In apertura una bella selezione di fritti, dominata dalla pasta lievitata ma ci sono anche supplì, crocchè e patatine. Il resto (pasta, insalate, altri piatti) non ci compete e non c’interessa qui.
Carta del bere in linea con le caratteristiche un po’ ambigue viste finora: birre industriali di buona qualità, tra i vini la scelta è ristretta ma varia – solo i ricarichi sono impressionanti, nella maggior parte dei casi del 100% e oltre.
Gli antipasti e le pizze di Eataly
Quando si passa dalla teoria alla pratica, tocca dirlo, la musica cambia. Gli antipasti più che delle entrée hanno la dimensione degli assaggini. Ma al primo boccone di montanara evaporano tutte le perplessità: la fusione della salsa calda e dolce con il salato/umami del pecorino è perfetta, benché nota. Menzione particolare per il pomodoro “Antonella”, che ritroviamo con piacere su tutte le pizze rosse. Anche la scarola del calzoncino è ottima, e la pasta bella sottile. La frittura è asciutta come dev’essere.
Le pizze sono di un godurioso incredibile. Nulla di originalissimo, come si diceva: per esempio la fuori carta, datterino giallo-burrata-‘nduja, è un trittico che ormai si vede quasi ovunque; eppure grande risultato in bocca. Merito anche e soprattutto degli ingredienti: in particolare la ‘nduja, ormai un po’ abusata per aggiungere la nota piccante, è sovente di qualità non eccelsa tanto da far dimenticare che si tratta di un salume; qui invece la carne si sente tutta. Semplice la Valdostana, la fontina non prevarica il resto, e il tutto si sposa molto bene con l’impasto rustico.

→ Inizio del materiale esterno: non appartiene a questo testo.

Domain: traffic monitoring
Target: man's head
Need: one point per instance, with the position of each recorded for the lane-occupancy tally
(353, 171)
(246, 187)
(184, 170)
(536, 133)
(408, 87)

Ecco, dove invece c’è un po’ di delusione è proprio nel lato impasti: nulla di palesemente difettoso eh, ma nulla di trascendentale, come magari ci si aspettava. Il classico è sottile ma ben cotto, flessibile ma non tendente al gommoso come nelle (peggiori) napoletane. Un’onesta pizza nello stile cosiddetto “italiano”, che vuol dire tutto e niente, la cui standardizzazione è merito del forno rotante che solleva in parte il pizzaiolo da responsabilità e stress. La pizza con i grani antichi viene, come già annunciato dal menu, stesa al mattarello, e qui non è tanto il napoletano in me che insorge, ma il nerd degli impasti che un po’ si meraviglia: farine del genere, povere di glutine, dovrebbero essere maneggiate in modo più delicato del solito, non meno. Il risultato, pur non sgradevole, assomiglia più a una piadina che a una pizza.
La digestione è lunga e lenta, e chiede acqua: ma io in questi casi attribuisco l’effetto più che altro alla sapidità ed abbondanza dei condimenti. Il conto dice oltre 30 euro a testa: al netto della bottiglia di vino – che comunque costa troppo, vedi sopra – sono in ogni caso 20 euro a cranio. Si mangia bene ma si paga un po’ tanto. Oppure. Si paga tanto ma si mangia assai bene. A voi la scelta.
Opinione
La pizzeria di Eataly sintetizza tutte le caratteristiche e le ambiguità tipiche di Eataly in generale: qualità buona, a prezzi alti, dietro un’apparenza pop.
PRO
- L'ambiente, se sei fuori.
- I condimenti superlativi.
CONTRO
- L'ambiente, se sei dentro.
- I prezzi, in generale abbastanza alti, in particolare nelle bevande.